Causal Consistency Specification
- Status: Accepted
- Minimum Server Version: 3.6
Abstract
Version 3.6 of the server introduces support for causal consistency. This spec builds upon the Sessions Specification to define how an application requests causal consistency and how a driver interacts with the server to implement causal consistency.
Definitions
META
The keywords "MUST", "MUST NOT", "REQUIRED", "SHALL", "SHALL NOT", "SHOULD", "SHOULD NOT", "RECOMMENDED", "MAY", and "OPTIONAL" in this document are to be interpreted as described in RFC 2119.
Terms
Causal consistency
A property that guarantees that an application can read its own writes and that a later read
will never observe a version of the data that is older than an earlier read.
ClientSession
The driver object representing a client session and the operations that can be performed on it.
Cluster time
The current cluster time. The server reports its view of the current cluster time in the
$clusterTime
field in responses from the server and the driver participates in distributing the current cluster time
to all nodes (called "gossipping the cluster time") by sending the highest $clusterTime
it has seen so far in messages
it sends to mongos servers. The current cluster time is a logical time, but is digitally signed to prevent malicious
clients from propagating invalid cluster times. Cluster time is only used in replica sets and sharded clusters.
Logical time
A time-like quantity that can be used to determine the order in which events occurred. Logical time is
represented as a BsonTimestamp.
MongoClient
The root object of a driver's API. MAY be named differently in some drivers.
MongoCollection
The driver object representing a collection and the operations that can be performed on it. MAY be
named differently in some drivers.
MongoDatabase
The driver object representing a database and the operations that can be performed on it. MAY be
named differently in some drivers.
Operation time
The logical time at which an operation occurred. The server reports the operation time in the
response to all commands, including error responses. The operation time by definition is always less than or equal to
the cluster time. Operation times are tracked on a per ClientSession
basis, so the operationTime
of each
ClientSession
corresponds to the time of the last operation performed in that particular ClientSession
.
ServerSession
The driver object representing a server session.
Session
A session is an abstract concept that represents a set of sequential operations executed by an application
that are related in some way. This specification defines how sessions are used to implement causal consistency.
Unacknowledged writes
Unacknowledged writes are write operations that are sent to the server without waiting for a
reply acknowledging the write. See the "Unacknowledged Writes" section below for information on how unacknowledged
writes interact with causal consistency.
Specification
An application requests causal consistency by creating a ClientSession
with options that specify that causal
consistency is desired. An application then passes the session as an argument to methods in the MongoDatabase
and
MongoCollection
classes. Any operations performed against that session will then be causally consistent.
Naming variations
This specification defines names for new methods and types. To the extent possible you SHOULD use these names in your
driver. However, where your driver's and/or language's naming conventions differ you SHOULD continue to use them
instead. For example, you might use StartSession
or start_session
instead of startSession
.
High level summary of the API changes for causal consistency
Causal consistency is built on top of client sessions.

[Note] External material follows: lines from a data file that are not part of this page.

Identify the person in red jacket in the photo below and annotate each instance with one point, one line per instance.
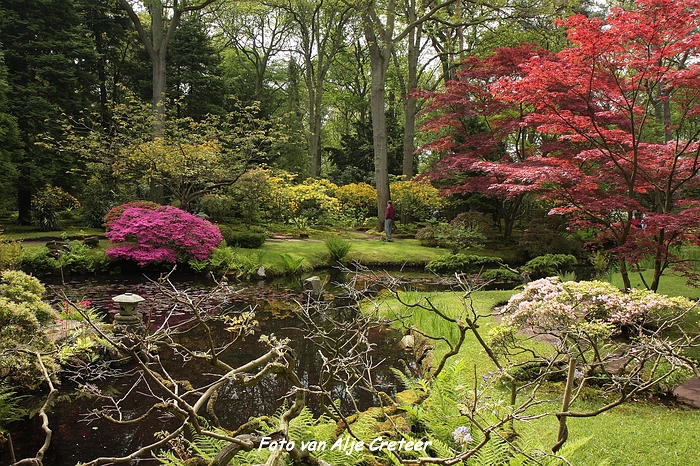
(389, 220)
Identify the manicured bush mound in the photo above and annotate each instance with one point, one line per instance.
(461, 263)
(164, 234)
(243, 239)
(549, 265)
(338, 248)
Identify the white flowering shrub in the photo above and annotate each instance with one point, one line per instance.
(550, 305)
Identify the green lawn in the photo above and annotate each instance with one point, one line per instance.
(637, 433)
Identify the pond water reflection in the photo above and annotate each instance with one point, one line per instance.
(76, 440)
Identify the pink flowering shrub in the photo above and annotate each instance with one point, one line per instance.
(115, 213)
(163, 234)
(550, 305)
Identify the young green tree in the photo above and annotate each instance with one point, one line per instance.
(164, 20)
(9, 138)
(47, 52)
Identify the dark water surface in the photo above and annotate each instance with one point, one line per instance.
(76, 439)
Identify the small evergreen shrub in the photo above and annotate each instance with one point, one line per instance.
(338, 248)
(48, 203)
(461, 263)
(10, 253)
(477, 221)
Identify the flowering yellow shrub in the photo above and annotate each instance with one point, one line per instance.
(419, 199)
(313, 199)
(358, 199)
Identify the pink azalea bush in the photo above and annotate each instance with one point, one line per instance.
(163, 234)
(550, 305)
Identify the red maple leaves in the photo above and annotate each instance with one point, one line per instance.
(607, 127)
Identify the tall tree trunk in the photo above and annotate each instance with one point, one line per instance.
(410, 103)
(379, 58)
(315, 122)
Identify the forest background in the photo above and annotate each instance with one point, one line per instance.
(314, 88)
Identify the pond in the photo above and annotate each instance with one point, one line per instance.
(80, 437)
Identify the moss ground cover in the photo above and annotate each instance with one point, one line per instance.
(642, 432)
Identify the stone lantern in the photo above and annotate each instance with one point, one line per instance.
(128, 316)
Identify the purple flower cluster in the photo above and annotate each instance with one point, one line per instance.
(165, 234)
(462, 435)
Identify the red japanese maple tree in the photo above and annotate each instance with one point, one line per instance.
(482, 137)
(623, 102)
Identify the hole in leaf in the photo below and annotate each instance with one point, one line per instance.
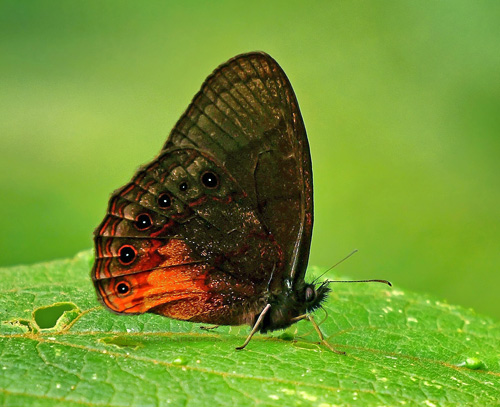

Applications will start a new client session for causal consistency like this:
options = new SessionOptions(causalConsistency = true);
session = client.startSession(options);
All read operations performed using this session will now be causally consistent.
If no value is provided for causalConsistency
and snapshot reads are not requested a value of true is implied. See the
causalConsistency
section.
MongoClient changes
There are no API changes to MongoClient
to support causal consistency. Applications indicate whether they want causal
consistency by setting the causalConsistency
field in the options passed to the startSession
method.
SessionOptions changes
SessionOptions
change summary
class SessionOptions {
Optional<bool> causalConsistency;
// other options defined by other specs
}
In order to support causal consistency a new property named causalConsistency
is added to SessionOptions
.
Applications set causalConsistency
when starting a client session to indicate whether they want causal consistency.
All read operations performed using that client session are then causally consistent.
Each new member is documented below.
causalConsistency
Applications set causalConsistency
when starting a session to indicate whether they want causal consistency.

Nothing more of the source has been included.